Desse modo, no capital de comércio de mercadorias o capital-mercadoria assume a forma de um tipo autônomo de capital, e isso pelo fato de que o comerciante adianta capital monetário, que só se valoriza como capital, só funciona como capital na medida em que está exclusivamente ocupado em mediar a metamorfose do capital-mercadoria, sua função como capital-mercadoria, isto é, sua transformação em dinheiro, e o faz mediante compra e venda constante de mercadorias. Essa é sua operação exclusiva; tal atividade mediadora do processo de circulação do capital industrial é a função exclusiva do capital monetário, com o qual opera o comerciante. Mediante essa função, ele converte seu dinheiro em capital monetário, faz com que seu D passe pelo processo D-M-D’ e, através do mesmo processo, converte o capital-mercadoria em capital de comércio de mercadorias.
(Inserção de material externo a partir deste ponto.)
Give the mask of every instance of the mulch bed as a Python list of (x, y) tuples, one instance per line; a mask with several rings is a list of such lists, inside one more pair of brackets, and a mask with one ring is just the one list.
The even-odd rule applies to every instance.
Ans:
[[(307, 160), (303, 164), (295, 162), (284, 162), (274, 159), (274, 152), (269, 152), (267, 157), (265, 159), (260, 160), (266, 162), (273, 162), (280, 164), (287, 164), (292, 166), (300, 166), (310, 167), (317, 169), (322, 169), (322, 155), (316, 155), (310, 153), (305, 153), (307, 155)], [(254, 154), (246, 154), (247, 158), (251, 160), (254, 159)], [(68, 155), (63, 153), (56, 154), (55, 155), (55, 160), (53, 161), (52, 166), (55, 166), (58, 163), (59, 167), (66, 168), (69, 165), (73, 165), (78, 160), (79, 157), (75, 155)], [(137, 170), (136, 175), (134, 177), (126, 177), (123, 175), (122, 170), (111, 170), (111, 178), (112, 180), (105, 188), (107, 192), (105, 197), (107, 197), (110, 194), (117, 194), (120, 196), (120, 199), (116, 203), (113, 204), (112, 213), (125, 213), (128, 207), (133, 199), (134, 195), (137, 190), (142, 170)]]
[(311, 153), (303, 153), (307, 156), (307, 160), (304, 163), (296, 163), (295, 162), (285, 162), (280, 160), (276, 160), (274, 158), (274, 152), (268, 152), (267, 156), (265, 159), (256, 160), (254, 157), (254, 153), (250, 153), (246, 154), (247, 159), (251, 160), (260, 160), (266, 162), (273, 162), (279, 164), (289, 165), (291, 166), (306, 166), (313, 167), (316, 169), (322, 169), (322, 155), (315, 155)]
É evidente que o capital de comércio de mercadorias, na medida em que existe sob a forma do capital-mercadoria – considerando o processo de reprodução do capital social total –, não é outra coisa que a parte do capital industrial que ainda se encontra no mercado, sujeita ao processo de sua metamorfose e que agora existe e funciona como capital-mercadoria. É, pois, pura e simplesmente o capital monetário desembolsado pelo comerciante, destinado exclusivamente a comprar e vender e que, por conseguinte, jamais assume outra forma senão a do capital-mercadoria e a do capital monetário, ou seja, jamais a do capital produtivo, e permanece sempre nos limites da esfera de circulação do capital – é apenas esse capital monetário que cabe agora considerar com relação ao processo global de reprodução do capital.
Tão logo o produtor, o fabricante de tecidos, tenha vendido suas 30.000 varas ao comerciante por £3.000, ele compra com esse dinheiro os meios de produção necessários e, com isso, seu capital reingressa no processo de produção; seu processo de produção prossegue ininterruptamente. Para ele, operou-se a transformação de sua mercadoria em dinheiro; para o próprio tecido, como vimos, a transformação ainda não ocorreu. O tecido ainda não foi definitivamente transformado em dinheiro, ainda não entrou como valor de uso, nem no consumo produtivo nem no consumo individual. O comerciante têxtil representa agora, no mercado, o mesmo capital-mercadoria que nele originalmente representava o produtor têxtil. Para este último, o processo da metamorfose foi abreviado, mas apenas para prosseguir nas mãos do comerciante.
Se o produtor têxtil tivesse de esperar que seu tecido deixasse efetivamente de ser uma mercadoria, que passasse às mãos de seu último comprador, do consumidor produtivo ou individual, seu processo de reprodução se interromperia. Para não interrompê-lo, ele teria de restringir suas operações, converter uma parte menor de seu tecido em fio, carvão, trabalho etc., isto é, nos elementos do capital produtivo, conservando como reserva em dinheiro uma parte maior desse capital produtivo; assim, enquanto uma parte de seu capital se encontrasse no mercado como mercadoria, outra parte poderia dar continuidade ao processo de produção, de modo que, quando essa parte ingressasse no mercado como mercadoria, a outra refluiria em forma de dinheiro. Essa divisão do capital não é suprimida pela ingerência do comerciante. Sem esta última, porém, a parte do capital de circulação existente sob a forma de reserva monetária teria de ser sempre maior do que a parte desse capital ocupada sob a forma de capital produtivo, e a escala da reprodução teria de ser limitada na mesma proporção. Graças à mediação do comerciante, o produtor pode investir constantemente uma parte maior de seu capital no verdadeiro processo de produção, destinando uma parte menor a servir de reserva monetária.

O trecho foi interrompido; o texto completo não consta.